Although we have assessed the value of OPN in SCLC, some limitations of our work should not be ignored. We explored the prognostic value of OPN in a relatively small cohort and the conclusion was obtained only in limited-stage patients because tissues samples could hardly obtained from extensive-stage patients. as noted, we investigated the changes in the levels of only EMT markers in this study, the mechanism by which OPN regulates EMT is still unanswered. More results with a large cohort of SCLC patients are quite needed.

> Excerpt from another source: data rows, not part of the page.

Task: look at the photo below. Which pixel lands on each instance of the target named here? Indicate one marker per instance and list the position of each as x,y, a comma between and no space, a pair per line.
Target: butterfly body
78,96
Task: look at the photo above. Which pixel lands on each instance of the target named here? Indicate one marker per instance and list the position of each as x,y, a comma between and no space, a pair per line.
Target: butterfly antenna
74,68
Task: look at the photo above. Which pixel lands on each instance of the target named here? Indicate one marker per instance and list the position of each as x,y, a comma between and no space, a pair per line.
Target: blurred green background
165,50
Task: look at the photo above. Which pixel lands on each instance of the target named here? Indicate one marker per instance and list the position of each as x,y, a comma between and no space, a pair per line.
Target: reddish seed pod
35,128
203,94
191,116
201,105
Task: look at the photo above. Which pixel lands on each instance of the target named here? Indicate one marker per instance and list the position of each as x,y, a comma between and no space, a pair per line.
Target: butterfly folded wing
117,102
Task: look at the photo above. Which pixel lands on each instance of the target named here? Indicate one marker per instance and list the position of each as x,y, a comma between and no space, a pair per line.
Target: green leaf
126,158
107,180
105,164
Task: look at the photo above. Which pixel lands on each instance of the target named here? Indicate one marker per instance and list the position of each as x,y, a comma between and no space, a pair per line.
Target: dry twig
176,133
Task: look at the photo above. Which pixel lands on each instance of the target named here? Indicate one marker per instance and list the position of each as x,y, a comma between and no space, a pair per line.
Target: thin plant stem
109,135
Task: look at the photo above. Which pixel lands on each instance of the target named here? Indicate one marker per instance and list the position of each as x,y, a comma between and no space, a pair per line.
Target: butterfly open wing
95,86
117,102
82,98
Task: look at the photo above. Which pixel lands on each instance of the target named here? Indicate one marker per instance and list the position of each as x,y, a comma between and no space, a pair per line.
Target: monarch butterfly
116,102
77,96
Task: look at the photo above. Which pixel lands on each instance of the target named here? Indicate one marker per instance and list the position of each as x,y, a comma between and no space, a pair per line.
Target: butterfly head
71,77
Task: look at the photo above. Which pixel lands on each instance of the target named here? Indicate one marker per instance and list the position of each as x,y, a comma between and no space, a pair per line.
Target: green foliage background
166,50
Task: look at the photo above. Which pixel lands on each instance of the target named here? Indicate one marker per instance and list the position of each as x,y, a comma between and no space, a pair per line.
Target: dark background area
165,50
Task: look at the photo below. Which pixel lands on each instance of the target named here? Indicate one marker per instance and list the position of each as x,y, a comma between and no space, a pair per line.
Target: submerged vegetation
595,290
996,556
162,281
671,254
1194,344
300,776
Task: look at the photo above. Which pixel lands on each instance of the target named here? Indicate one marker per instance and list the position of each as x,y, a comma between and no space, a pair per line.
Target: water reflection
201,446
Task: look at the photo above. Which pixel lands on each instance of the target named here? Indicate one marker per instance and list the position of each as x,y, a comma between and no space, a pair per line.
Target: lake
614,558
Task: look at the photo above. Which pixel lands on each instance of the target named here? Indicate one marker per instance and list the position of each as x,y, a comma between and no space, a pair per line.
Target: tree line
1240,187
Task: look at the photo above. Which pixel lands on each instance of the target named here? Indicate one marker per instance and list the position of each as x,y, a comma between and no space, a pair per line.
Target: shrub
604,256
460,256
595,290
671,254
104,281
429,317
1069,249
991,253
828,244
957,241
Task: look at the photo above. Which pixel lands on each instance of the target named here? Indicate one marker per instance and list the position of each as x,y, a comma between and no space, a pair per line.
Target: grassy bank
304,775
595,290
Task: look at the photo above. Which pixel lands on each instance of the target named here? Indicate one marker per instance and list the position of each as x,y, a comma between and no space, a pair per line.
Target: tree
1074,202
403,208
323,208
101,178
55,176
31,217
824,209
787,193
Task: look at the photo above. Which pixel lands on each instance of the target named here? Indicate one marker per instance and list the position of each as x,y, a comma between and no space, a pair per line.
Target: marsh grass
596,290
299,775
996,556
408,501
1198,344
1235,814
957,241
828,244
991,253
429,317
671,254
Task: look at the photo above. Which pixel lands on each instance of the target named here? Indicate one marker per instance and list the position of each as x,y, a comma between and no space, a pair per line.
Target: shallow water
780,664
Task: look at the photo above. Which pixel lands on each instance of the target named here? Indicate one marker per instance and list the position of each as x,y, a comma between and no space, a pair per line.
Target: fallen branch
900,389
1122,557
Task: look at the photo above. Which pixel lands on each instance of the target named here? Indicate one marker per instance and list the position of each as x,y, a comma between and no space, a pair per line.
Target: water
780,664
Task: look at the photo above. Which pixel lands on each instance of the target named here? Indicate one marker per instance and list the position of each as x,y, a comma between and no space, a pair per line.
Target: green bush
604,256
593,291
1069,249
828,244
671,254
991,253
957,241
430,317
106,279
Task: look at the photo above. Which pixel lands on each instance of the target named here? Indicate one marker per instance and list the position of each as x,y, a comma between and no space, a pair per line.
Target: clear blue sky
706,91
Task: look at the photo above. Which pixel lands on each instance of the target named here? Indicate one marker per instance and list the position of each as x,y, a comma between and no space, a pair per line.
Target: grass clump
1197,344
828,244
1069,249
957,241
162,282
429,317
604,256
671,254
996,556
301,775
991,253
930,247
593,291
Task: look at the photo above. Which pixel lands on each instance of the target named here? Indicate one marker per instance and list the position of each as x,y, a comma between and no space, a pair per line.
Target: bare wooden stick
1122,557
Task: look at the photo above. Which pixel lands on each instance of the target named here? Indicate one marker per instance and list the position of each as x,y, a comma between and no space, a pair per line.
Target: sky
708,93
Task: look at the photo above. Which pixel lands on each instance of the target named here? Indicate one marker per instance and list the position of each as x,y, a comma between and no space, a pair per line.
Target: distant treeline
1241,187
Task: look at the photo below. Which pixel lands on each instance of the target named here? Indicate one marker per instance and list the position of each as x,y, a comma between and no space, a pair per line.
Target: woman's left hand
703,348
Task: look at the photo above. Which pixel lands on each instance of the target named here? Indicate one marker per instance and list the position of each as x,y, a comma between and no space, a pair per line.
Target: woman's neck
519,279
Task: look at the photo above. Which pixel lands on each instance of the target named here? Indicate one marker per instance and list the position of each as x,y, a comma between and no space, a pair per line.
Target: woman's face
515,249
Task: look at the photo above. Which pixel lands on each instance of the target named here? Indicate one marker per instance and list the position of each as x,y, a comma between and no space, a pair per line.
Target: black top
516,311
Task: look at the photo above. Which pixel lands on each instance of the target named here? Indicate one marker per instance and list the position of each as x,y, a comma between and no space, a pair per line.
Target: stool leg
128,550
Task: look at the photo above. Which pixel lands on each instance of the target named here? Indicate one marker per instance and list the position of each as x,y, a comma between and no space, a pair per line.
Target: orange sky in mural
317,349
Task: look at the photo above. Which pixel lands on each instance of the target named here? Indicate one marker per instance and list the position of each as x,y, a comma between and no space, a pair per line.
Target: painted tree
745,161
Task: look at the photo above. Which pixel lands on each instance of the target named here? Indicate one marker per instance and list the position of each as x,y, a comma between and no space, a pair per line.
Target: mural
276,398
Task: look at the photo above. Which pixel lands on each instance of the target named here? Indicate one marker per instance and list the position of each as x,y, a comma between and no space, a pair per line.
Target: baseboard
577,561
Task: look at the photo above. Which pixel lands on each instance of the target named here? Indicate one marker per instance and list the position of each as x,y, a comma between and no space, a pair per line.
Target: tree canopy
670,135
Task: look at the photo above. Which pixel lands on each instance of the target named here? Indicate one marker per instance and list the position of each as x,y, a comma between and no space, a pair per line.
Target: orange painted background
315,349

In summary, we suggest that OPN show promise as markers for decreased overall survival in SCLC, was a reliable prognostic factor for SCLC. Furthermore, OPN promotes cancer proliferation, migration and stimulates the EMT and may be a promising therapeutic target for the treatment of SCLC. Specific silence of OPN could be a future direction to develop a novel therapeutic strategy for SCLC patients.

MATERIALS AND METHODS

Subjects

In this work, 168 pairs of tumor tissues and paired corresponding normal tissues were obtained from patients who underwent radical resection without either chemotherapy or radiotherapy before operation at the Zhongshan Hospital Affiliated to Fudan University and Dongfang Hospital Affiliated to Tongji University from January 2010 to October 2014. All patients were pathologically diagnosed as limited-stage SCLC and defined as stage I and II with a combined approach [29]. The clinical characteristics of all subjects were recorded. The patients were followed up until October 2015, with a median follow-up period of 49 months (range from 5.8–66.7 months). Among the 168 patients, 115 were male and 53 were female, with a median age of 56 years (33–82 years). During the hospitalization, 71% (119/168) of the patients received totally adjuvant treatment before surgery; 32 patients received chemotherapy and radiotherapy, 11 patients received chemotherapy only, and 6 patients received radiotherapy only after surgery. Overall survival (OS) was defined as the time from surgery to death for any reason. Progression-free survival (PFS) was measured from the start of platinum-based therapy to tumor progression, as determined by the date of the imaging study at which the radiologist’s report noted progression. The ethics committee of the Zhongshan Hospital Affiliated to Fudan University approved this research. All participants provided written informed consent.

RNA sequencing

Total RNA was extracted from paired tissues and cells by using TRIzol reagent (Invitrogen, Carlsbad, CA) strictly according to the manufacturer’s protocol. The quality of RNA was analyzed using a 2100 Bioanalyzer system (Agilent Technologies). The cDNA libraries were prepared by using mRNA-Seq Sample Prep Kit (Illumina, San Diego, CA, USA). RNA sequencing was performed using Illumina Genome Analyzer using the standard protocol. RNA-seq data was normalized in R v3.2.3 statistical environment (http://www.r-project.org) using DESeq Bioconductor library using a negative binomial distribution [30].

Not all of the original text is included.